The great thing about media in an on-demand world, is that it’s just that: on demand. We don’t need to write to fill space or talk to fill time. We tell our stories when it’s time for them to be told, with the intent to give them the focus they need.

I guess we could think about it this way– which is more compelling: a poem that alludes to emotion and the specific, or a 5-page paper that stumbles over itself in an attempt to fill space. If we want to get more practical and less academic, try this on for size again: a politician who is unequivocal in his answer of “Yes, No, or Maybe” to a direct question, or a candidate who distracts from the issue and rambles on for three minutes until the timer changes color.

I feel that I write best when I have something to say, or I’m addressing an issue that went unaddressed. I communicate at my worst when I ramble to fill 5 minutes, or because I need to post “something” to maintain consistent web traffic, or because a columnist didn’t submit their article leading me to use unsound logic while relying on polemic arguments or ad hominem attacks.

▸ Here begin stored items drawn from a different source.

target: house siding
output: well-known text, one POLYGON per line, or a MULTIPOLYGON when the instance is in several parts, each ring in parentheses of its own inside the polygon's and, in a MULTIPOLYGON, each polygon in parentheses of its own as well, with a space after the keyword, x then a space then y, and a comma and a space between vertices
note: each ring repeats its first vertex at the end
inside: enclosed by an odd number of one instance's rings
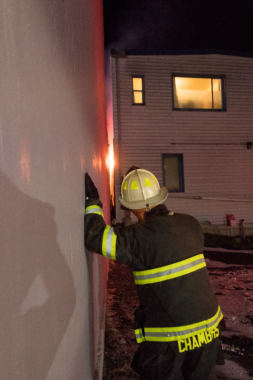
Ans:
POLYGON ((169 195, 170 208, 212 223, 225 223, 230 213, 252 222, 252 58, 129 55, 114 57, 112 72, 116 197, 130 166, 151 170, 162 183, 162 153, 182 153, 185 192, 169 195), (173 73, 224 76, 226 111, 173 110, 173 73), (132 75, 144 75, 145 106, 132 105, 132 75))

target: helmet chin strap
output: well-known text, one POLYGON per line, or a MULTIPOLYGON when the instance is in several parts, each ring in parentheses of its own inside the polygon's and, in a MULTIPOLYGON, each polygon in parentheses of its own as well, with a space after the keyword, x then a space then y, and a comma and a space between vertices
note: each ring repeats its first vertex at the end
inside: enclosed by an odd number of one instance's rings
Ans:
POLYGON ((146 212, 149 212, 151 210, 149 203, 146 204, 146 212))

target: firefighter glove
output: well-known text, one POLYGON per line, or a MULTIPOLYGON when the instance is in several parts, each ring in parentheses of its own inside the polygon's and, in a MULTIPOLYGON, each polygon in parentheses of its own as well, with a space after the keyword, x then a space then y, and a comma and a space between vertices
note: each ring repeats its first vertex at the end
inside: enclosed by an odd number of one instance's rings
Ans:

However, deadlines and constraints are mostly good. They force leaders to answer the question. They make designers, writers, creators, craftsmen churn out usable products or unexpected solutions. Garr Reynolds and Nancy Duarte, “presentation” experts, have often said that more managers need to think like designers because they can think best within constraints, communicate at the audience’s level, and focus on the essentials of the idea (making them concrete).

As with most things, it comes down to the spirit vs. the letter of the principle or law. Deadlines become misused when writers who have nothing to write about end up writing about nothing in order to meet the monthly, weekly, daily, or hourly deadline. Constraints become abused by students, teachers, debate moderators, anchors, and producers when we write to fill space, talk to fill time (or don’t talk long enough), resulting in rambling papers or vague and abstract soundbites that are essentially hot air.

I could offer a conclusion because that’s the expected format, or let you draw your own conclusion.

  • What are other examples of how we abuse or misuse constraints?
  • How can we combat meaningless noise, and give quality the legs needed to stand?